False Alarm: Earth's Magnetic Field Not On Verge Of Flip

There has been much discussion recently about the Earth’s changing magnetic field and not a few dramatic headlines portending dire consequences for humanity.

A series of space probes called Swarm built by the European Space Agency (ESA) has found that in an area stretching from Africa to South America the Earth’s magnetic field is gradually reducing in strength. An ESA press release said that this strange behaviour has geophysicists puzzled and is causing technical disturbances in satellites as they pass through an area called the ‘South Atlantic Anomaly.’ The South Atlantic Anomaly is a well-known region of weaker than normal magnetic field that has caused satellites problems ever since we started putting them into orbit. But there have been more satellite problems in that area than before.
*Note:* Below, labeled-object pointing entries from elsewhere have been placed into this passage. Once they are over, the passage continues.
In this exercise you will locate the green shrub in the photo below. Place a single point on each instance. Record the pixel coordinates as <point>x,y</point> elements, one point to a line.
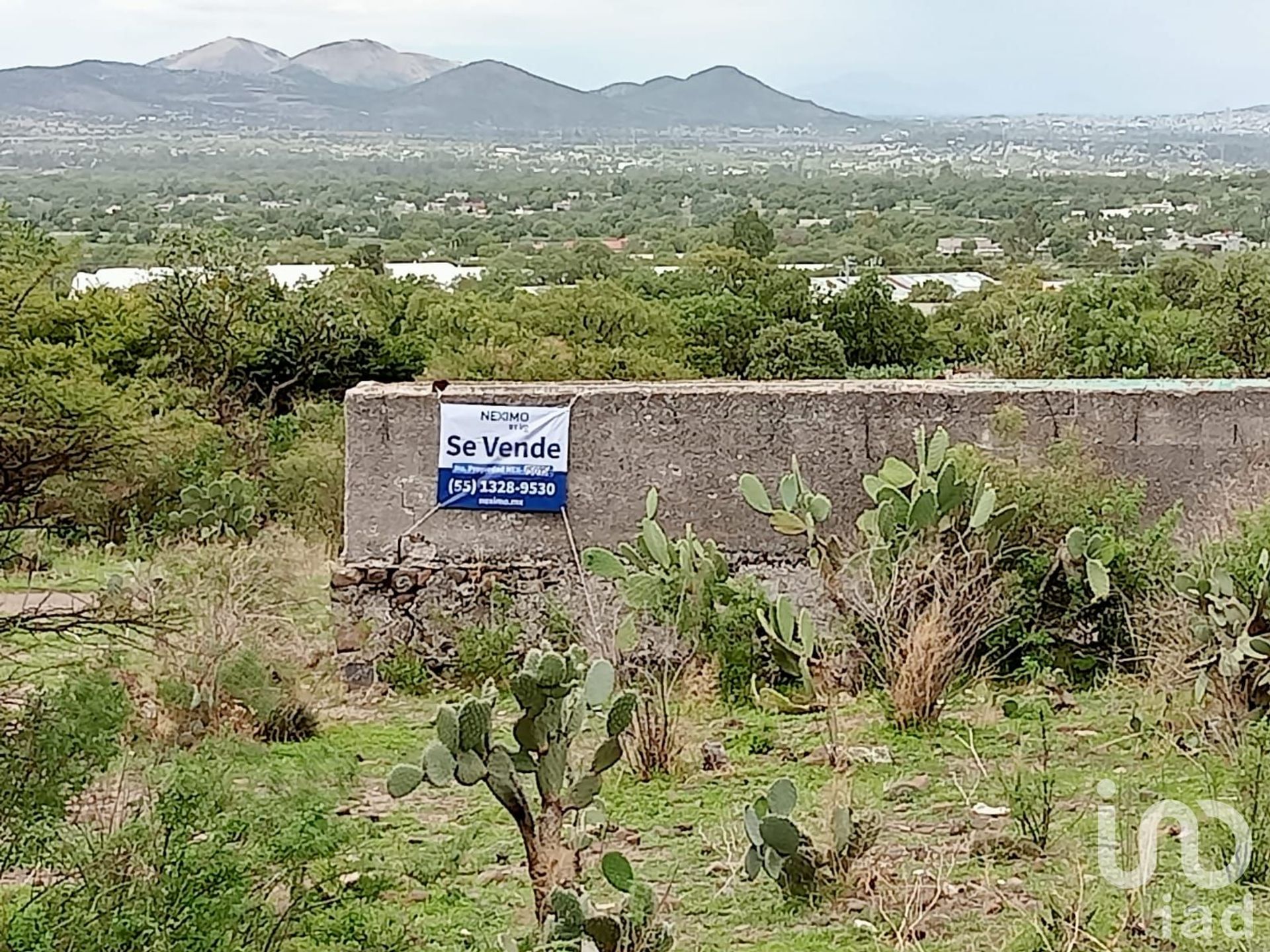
<point>556,695</point>
<point>202,869</point>
<point>784,853</point>
<point>488,651</point>
<point>732,636</point>
<point>51,748</point>
<point>304,479</point>
<point>1057,619</point>
<point>794,350</point>
<point>224,508</point>
<point>407,673</point>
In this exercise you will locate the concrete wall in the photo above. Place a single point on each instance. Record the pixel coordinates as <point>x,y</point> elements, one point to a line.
<point>1191,441</point>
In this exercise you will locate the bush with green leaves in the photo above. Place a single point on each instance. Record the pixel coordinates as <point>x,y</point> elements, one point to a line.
<point>785,855</point>
<point>633,927</point>
<point>51,748</point>
<point>676,580</point>
<point>1232,627</point>
<point>215,859</point>
<point>796,350</point>
<point>798,510</point>
<point>912,504</point>
<point>792,639</point>
<point>1062,616</point>
<point>558,696</point>
<point>685,586</point>
<point>225,508</point>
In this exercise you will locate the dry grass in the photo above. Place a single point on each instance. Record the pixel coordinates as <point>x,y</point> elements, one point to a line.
<point>927,614</point>
<point>251,612</point>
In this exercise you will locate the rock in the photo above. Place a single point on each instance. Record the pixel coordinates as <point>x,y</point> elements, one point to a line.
<point>713,757</point>
<point>905,790</point>
<point>869,756</point>
<point>349,637</point>
<point>359,674</point>
<point>984,810</point>
<point>346,576</point>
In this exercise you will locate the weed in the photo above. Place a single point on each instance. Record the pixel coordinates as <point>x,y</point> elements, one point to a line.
<point>488,651</point>
<point>1029,791</point>
<point>407,673</point>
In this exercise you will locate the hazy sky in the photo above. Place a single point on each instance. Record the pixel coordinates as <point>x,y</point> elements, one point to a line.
<point>864,55</point>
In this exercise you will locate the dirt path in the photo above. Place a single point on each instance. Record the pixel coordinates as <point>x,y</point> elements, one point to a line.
<point>17,603</point>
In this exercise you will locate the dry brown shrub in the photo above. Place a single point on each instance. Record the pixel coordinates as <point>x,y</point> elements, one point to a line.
<point>1165,629</point>
<point>248,617</point>
<point>925,615</point>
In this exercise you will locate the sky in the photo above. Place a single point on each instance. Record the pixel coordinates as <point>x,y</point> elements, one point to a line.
<point>867,56</point>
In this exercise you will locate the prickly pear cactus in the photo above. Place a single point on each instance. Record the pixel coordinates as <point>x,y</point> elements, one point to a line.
<point>931,496</point>
<point>558,695</point>
<point>633,927</point>
<point>784,853</point>
<point>796,510</point>
<point>793,639</point>
<point>673,579</point>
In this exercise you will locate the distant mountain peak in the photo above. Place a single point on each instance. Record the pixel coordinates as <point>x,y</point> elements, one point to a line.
<point>726,95</point>
<point>233,55</point>
<point>370,63</point>
<point>365,85</point>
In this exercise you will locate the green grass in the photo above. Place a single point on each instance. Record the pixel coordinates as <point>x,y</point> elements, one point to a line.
<point>456,858</point>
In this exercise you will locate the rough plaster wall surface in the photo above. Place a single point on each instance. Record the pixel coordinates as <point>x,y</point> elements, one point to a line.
<point>693,441</point>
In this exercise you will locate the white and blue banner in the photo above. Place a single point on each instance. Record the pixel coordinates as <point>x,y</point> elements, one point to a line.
<point>503,457</point>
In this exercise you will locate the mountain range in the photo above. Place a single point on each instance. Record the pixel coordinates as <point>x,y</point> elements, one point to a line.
<point>364,85</point>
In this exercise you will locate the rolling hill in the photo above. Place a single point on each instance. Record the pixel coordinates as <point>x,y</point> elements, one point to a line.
<point>364,63</point>
<point>724,95</point>
<point>234,55</point>
<point>492,95</point>
<point>365,87</point>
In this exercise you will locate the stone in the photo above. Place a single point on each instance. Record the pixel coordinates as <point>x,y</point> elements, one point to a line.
<point>359,674</point>
<point>349,637</point>
<point>905,790</point>
<point>986,810</point>
<point>713,757</point>
<point>346,576</point>
<point>869,756</point>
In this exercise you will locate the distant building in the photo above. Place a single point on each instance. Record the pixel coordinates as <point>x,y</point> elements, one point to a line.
<point>904,285</point>
<point>980,247</point>
<point>287,276</point>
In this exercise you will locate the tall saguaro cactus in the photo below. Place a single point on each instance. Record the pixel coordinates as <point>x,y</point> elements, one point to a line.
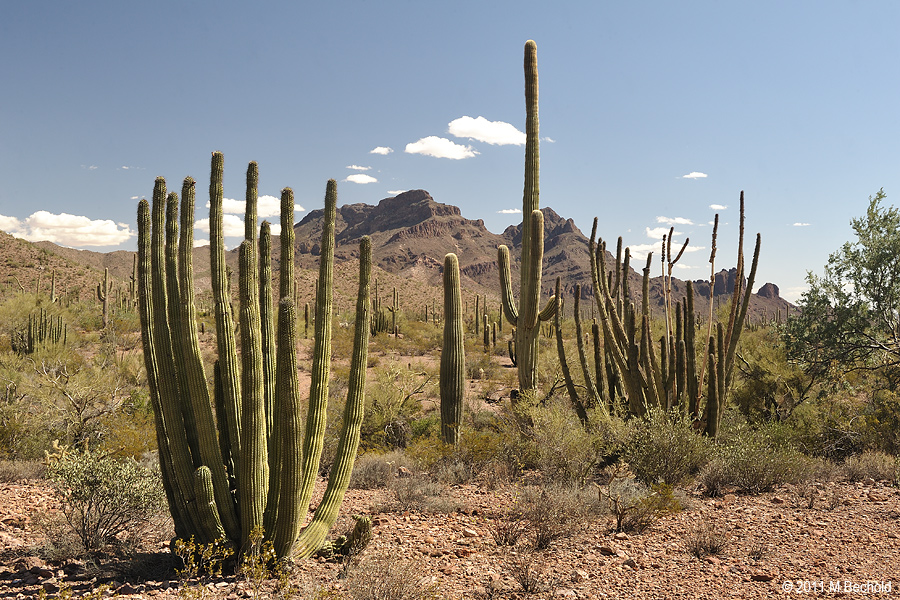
<point>453,354</point>
<point>249,467</point>
<point>527,315</point>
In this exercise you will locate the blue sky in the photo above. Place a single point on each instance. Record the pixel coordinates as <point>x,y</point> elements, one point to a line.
<point>796,103</point>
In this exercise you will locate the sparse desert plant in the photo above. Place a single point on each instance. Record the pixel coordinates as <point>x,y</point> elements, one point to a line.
<point>384,577</point>
<point>103,498</point>
<point>705,539</point>
<point>872,464</point>
<point>663,447</point>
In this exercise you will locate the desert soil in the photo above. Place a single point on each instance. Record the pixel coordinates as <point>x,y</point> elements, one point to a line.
<point>776,546</point>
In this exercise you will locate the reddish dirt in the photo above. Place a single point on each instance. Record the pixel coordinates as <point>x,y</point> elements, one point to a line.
<point>775,546</point>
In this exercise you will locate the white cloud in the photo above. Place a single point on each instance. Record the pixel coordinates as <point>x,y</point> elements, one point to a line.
<point>674,221</point>
<point>440,148</point>
<point>232,226</point>
<point>657,232</point>
<point>67,230</point>
<point>361,178</point>
<point>266,206</point>
<point>640,251</point>
<point>497,133</point>
<point>10,224</point>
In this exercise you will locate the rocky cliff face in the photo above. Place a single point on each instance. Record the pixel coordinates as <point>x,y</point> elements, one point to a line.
<point>411,233</point>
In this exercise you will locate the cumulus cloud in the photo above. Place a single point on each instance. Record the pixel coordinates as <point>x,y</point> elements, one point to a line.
<point>361,178</point>
<point>498,133</point>
<point>232,226</point>
<point>674,221</point>
<point>67,230</point>
<point>658,232</point>
<point>440,148</point>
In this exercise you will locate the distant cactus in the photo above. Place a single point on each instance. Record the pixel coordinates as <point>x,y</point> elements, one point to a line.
<point>250,466</point>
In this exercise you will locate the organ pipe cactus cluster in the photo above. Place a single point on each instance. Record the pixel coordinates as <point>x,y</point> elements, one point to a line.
<point>526,317</point>
<point>453,354</point>
<point>667,377</point>
<point>249,467</point>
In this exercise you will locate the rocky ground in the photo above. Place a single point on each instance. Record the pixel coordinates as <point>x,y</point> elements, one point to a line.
<point>774,544</point>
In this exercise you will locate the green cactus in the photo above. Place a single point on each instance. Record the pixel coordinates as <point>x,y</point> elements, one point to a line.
<point>251,471</point>
<point>669,379</point>
<point>453,354</point>
<point>103,290</point>
<point>527,316</point>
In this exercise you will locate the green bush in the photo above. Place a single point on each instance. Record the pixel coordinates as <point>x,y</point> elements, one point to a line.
<point>664,448</point>
<point>103,497</point>
<point>754,461</point>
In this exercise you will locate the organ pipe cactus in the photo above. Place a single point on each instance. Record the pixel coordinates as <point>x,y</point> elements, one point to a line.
<point>526,317</point>
<point>249,467</point>
<point>453,354</point>
<point>669,379</point>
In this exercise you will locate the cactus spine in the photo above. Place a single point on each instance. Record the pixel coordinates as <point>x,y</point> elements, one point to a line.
<point>219,483</point>
<point>453,354</point>
<point>527,316</point>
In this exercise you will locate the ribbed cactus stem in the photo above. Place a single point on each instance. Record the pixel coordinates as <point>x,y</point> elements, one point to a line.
<point>318,393</point>
<point>254,466</point>
<point>225,331</point>
<point>312,537</point>
<point>453,354</point>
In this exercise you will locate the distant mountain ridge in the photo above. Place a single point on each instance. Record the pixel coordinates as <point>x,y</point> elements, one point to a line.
<point>410,234</point>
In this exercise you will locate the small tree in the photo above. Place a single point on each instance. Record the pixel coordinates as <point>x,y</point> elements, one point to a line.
<point>849,317</point>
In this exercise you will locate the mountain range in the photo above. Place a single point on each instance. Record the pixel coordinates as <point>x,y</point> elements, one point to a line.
<point>410,234</point>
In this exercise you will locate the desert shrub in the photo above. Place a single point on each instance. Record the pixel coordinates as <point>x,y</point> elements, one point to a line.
<point>555,511</point>
<point>375,470</point>
<point>385,577</point>
<point>705,539</point>
<point>663,447</point>
<point>872,464</point>
<point>754,461</point>
<point>636,506</point>
<point>12,471</point>
<point>103,497</point>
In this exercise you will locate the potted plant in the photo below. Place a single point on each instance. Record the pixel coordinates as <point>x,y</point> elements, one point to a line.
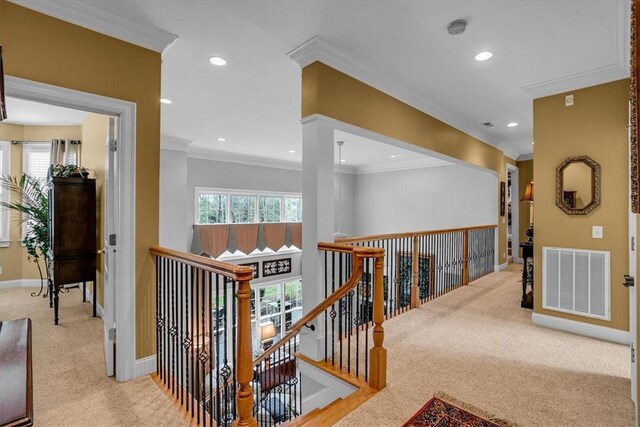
<point>28,196</point>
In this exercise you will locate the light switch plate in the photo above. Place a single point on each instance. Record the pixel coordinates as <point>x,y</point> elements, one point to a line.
<point>597,232</point>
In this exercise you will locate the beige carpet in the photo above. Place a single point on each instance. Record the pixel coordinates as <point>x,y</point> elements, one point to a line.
<point>479,346</point>
<point>69,381</point>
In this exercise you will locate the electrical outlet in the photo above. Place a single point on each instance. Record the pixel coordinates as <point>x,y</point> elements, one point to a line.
<point>597,232</point>
<point>568,100</point>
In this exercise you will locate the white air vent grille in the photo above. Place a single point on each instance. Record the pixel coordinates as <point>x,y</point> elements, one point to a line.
<point>576,281</point>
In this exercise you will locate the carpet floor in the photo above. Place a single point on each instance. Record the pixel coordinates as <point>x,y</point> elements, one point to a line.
<point>478,345</point>
<point>70,386</point>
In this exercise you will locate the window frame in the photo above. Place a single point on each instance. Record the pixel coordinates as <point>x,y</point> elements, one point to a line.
<point>5,214</point>
<point>229,193</point>
<point>27,148</point>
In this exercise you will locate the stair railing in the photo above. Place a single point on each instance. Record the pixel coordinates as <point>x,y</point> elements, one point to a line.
<point>277,378</point>
<point>423,265</point>
<point>203,337</point>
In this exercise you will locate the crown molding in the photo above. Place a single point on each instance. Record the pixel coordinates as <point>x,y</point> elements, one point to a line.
<point>173,143</point>
<point>620,69</point>
<point>317,49</point>
<point>94,18</point>
<point>243,159</point>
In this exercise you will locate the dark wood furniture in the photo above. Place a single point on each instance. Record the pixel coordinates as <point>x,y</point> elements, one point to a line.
<point>16,384</point>
<point>72,228</point>
<point>527,252</point>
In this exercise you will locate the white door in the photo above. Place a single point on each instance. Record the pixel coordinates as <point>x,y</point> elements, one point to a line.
<point>633,308</point>
<point>111,218</point>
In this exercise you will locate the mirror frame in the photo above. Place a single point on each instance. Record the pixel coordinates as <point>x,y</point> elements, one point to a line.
<point>595,185</point>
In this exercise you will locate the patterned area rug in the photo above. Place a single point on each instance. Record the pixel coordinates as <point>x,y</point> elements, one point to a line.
<point>446,411</point>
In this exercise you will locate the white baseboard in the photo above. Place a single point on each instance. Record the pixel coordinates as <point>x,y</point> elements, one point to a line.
<point>20,283</point>
<point>145,366</point>
<point>581,328</point>
<point>501,267</point>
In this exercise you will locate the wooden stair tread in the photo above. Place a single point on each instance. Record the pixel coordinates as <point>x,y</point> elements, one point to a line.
<point>334,370</point>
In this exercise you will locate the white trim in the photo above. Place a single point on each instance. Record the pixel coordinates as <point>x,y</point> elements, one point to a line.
<point>243,159</point>
<point>20,283</point>
<point>173,143</point>
<point>580,328</point>
<point>619,69</point>
<point>317,49</point>
<point>126,277</point>
<point>95,18</point>
<point>5,169</point>
<point>145,366</point>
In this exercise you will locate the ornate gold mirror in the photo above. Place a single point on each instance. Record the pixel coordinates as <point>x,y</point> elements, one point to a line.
<point>578,185</point>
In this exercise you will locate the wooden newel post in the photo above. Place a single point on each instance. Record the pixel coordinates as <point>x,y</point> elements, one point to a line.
<point>378,354</point>
<point>415,267</point>
<point>465,258</point>
<point>244,365</point>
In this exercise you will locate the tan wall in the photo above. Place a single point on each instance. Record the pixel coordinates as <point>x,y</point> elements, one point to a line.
<point>331,93</point>
<point>94,135</point>
<point>44,49</point>
<point>13,259</point>
<point>596,127</point>
<point>525,175</point>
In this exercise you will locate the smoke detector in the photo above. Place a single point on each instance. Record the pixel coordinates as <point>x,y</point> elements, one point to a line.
<point>457,27</point>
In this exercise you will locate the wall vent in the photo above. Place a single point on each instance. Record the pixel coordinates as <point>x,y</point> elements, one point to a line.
<point>576,281</point>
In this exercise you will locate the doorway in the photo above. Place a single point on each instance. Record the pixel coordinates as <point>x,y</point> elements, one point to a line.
<point>119,305</point>
<point>512,213</point>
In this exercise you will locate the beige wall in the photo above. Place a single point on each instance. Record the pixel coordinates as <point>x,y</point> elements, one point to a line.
<point>596,127</point>
<point>525,175</point>
<point>14,261</point>
<point>44,49</point>
<point>331,93</point>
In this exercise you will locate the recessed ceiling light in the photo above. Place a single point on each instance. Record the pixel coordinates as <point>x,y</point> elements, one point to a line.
<point>216,60</point>
<point>483,56</point>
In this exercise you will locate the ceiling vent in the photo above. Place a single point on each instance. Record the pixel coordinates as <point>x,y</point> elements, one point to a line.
<point>457,27</point>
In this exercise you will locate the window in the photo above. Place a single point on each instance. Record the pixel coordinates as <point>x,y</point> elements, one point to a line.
<point>293,209</point>
<point>212,208</point>
<point>243,208</point>
<point>267,306</point>
<point>270,207</point>
<point>234,206</point>
<point>35,160</point>
<point>5,154</point>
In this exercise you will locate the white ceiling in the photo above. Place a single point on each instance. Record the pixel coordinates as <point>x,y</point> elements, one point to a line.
<point>22,112</point>
<point>540,47</point>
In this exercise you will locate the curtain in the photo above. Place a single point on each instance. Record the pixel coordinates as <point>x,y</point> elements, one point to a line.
<point>65,152</point>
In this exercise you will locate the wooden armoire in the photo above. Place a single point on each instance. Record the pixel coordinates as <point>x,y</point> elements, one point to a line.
<point>72,232</point>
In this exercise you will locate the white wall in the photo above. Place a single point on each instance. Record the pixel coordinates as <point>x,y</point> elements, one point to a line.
<point>175,224</point>
<point>424,199</point>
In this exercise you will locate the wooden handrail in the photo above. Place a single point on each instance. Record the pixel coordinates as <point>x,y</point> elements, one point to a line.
<point>359,253</point>
<point>236,272</point>
<point>358,239</point>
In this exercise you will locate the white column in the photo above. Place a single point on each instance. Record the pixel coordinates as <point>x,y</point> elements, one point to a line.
<point>317,222</point>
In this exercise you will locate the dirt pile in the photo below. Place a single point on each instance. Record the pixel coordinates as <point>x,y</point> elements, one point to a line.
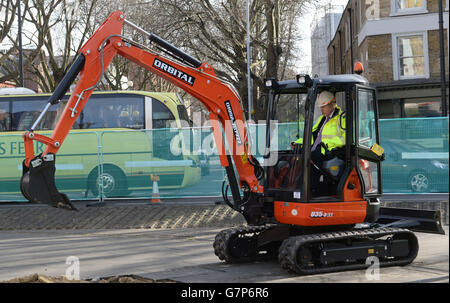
<point>36,278</point>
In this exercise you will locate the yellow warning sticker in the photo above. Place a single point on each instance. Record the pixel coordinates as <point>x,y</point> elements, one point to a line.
<point>378,150</point>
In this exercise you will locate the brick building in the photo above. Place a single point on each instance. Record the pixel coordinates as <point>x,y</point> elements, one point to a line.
<point>398,43</point>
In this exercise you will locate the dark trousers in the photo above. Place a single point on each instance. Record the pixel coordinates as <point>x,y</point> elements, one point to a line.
<point>317,158</point>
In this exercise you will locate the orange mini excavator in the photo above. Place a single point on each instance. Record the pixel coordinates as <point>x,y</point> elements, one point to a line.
<point>338,226</point>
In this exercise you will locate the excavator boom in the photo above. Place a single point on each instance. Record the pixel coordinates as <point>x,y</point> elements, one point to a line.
<point>184,71</point>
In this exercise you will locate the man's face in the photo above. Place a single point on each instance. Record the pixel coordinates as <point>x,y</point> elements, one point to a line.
<point>327,110</point>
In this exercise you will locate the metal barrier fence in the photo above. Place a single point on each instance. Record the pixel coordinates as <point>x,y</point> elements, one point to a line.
<point>184,162</point>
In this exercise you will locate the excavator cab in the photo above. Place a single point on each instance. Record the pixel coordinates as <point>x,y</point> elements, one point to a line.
<point>350,173</point>
<point>292,105</point>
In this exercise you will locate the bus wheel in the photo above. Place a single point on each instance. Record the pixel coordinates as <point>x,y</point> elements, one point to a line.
<point>112,179</point>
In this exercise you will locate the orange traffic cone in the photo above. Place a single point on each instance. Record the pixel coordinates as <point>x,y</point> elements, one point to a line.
<point>155,193</point>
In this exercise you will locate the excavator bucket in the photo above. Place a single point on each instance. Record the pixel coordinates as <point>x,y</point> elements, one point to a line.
<point>38,183</point>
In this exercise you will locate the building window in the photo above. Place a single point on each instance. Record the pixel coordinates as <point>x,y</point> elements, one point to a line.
<point>408,6</point>
<point>411,56</point>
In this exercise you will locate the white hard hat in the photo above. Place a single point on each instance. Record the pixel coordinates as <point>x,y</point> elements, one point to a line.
<point>325,98</point>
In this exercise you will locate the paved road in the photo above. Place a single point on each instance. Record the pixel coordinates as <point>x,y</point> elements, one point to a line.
<point>181,254</point>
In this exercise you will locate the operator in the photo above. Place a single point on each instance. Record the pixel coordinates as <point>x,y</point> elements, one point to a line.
<point>328,134</point>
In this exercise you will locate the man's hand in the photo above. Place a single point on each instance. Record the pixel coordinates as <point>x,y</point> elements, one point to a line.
<point>296,148</point>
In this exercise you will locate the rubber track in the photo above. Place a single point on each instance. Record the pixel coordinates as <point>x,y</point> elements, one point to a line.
<point>222,242</point>
<point>288,251</point>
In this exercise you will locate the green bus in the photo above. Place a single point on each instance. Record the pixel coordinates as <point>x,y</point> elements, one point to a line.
<point>120,139</point>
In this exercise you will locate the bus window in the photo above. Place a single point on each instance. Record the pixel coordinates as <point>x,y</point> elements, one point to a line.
<point>4,117</point>
<point>112,111</point>
<point>162,117</point>
<point>25,113</point>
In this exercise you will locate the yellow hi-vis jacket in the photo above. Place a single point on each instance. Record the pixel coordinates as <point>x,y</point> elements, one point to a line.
<point>333,132</point>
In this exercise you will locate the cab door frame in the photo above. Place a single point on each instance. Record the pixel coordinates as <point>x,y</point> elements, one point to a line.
<point>365,152</point>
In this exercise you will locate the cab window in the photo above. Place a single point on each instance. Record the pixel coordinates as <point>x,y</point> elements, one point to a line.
<point>366,119</point>
<point>162,117</point>
<point>112,111</point>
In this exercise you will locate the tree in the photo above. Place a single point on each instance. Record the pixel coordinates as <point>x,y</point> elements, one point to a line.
<point>216,31</point>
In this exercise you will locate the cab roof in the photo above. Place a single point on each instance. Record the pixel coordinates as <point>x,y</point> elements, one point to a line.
<point>337,81</point>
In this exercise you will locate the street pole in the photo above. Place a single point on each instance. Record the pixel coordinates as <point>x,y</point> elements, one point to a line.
<point>442,55</point>
<point>20,44</point>
<point>249,80</point>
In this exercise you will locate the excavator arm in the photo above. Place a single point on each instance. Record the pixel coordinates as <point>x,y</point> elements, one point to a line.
<point>196,78</point>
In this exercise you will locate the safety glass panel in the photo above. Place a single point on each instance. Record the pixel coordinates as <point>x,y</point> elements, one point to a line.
<point>4,117</point>
<point>366,119</point>
<point>288,121</point>
<point>369,172</point>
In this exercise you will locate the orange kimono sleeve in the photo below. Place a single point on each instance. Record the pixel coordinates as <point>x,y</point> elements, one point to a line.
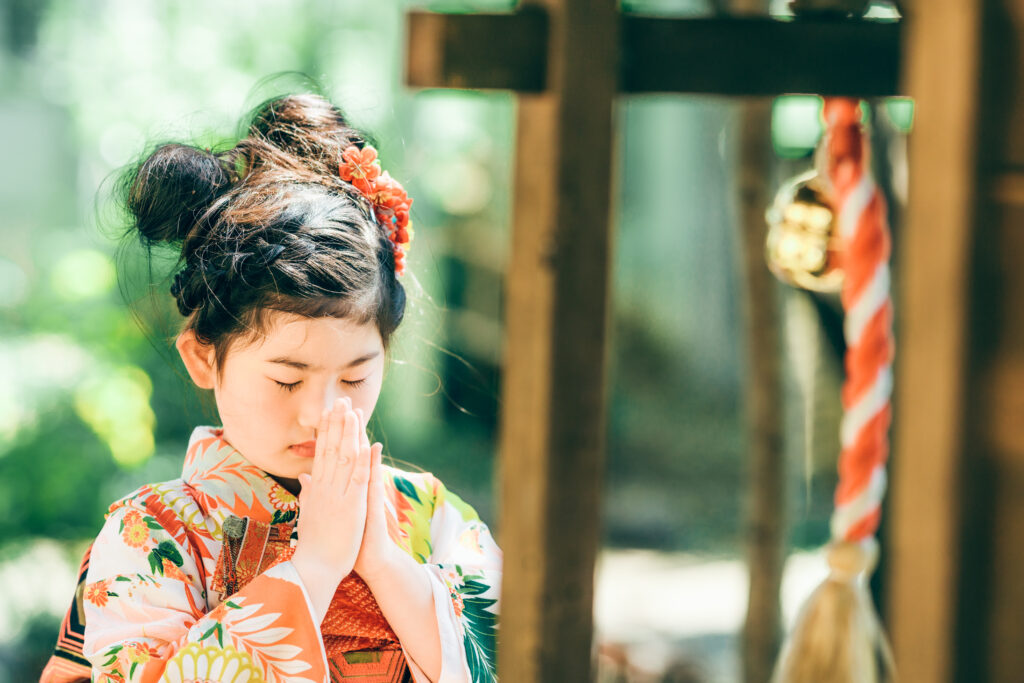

Broadly speaking our Earth is two different planets, one of them nestling inside the other. The outer section is made of rock and is an excellent insulator. Inside our rocky exterior is a world of solid and liquid metal. The inner core is solid iron surrounded by the molten outer core. The motions in the outer core are the origin of our magnetic field via a dynamo effect. This magnetic shield protects us from the harshness of the cosmos. Life on our planet could not have survived without it.The weak region called the South Atlantic Anomaly.

Our magnetic field is not behaving in an unusual way. In fact, it is stronger than it has been on average over the past million years or so, more than twice as strong. Looking at the strength of the Earth’s magnetic field over the past 10,000 years shows it to have been weaker than today until about 2000 BC when in less than a thousand years it greatly increased in strength, at which it has stayed ever since. It has declined a little in the past few hundred years, but that decline is consistent with the up and down variations seen over the past few thousand years. This suggests that the Earth’s magnetic field is not doing anything dramatic at present, despite what the headlines say from time to time.

Reversals

Our magnetic field does change dramatically from time to time. It weakens to a point where the usual north-south dipole configuration fragments allowing solar particles to strike the Earth’s atmosphere at all latitudes instead of polar ones causing aurorae all over the planet instead at just the poles. It last happened about 800,000 years ago. When the magnetic field grows again it does so with the opposite magnetic polarity.

There are some indications that our magnetic field can also change rather dramatically in shorter periods. About 41,400 years ago, give or take 2,000 years during the last Ice Age something happened to the earth's magnetic field, something remarkable and very, very swift. Observations of the magnetic properties of sediments laid down in the Black Sea, and beryllium and carbon isotopes in Greenland ice cores, indicate that a geomagnetic reversal took place with astonishing rapidity. In 250 years the earth's magnetic field declined by 95%, flipped for 440 years when the north magnetic pole was at the south and vice versa with a rather weak strength prepared to its pre-flip level, and then over another period of 250 years or so things reverted back. Scientists call it the Laschamp event after the Laschamp lava at Claremont Ferrand in the Masssif Central in France.

So whilst scientists are always monitoring the strength of the Earth’s magnetic field and chase the exact position of the magnetic poles which wander die to turbulent motions in the outer core, there is no indication of anything unusual at the moment.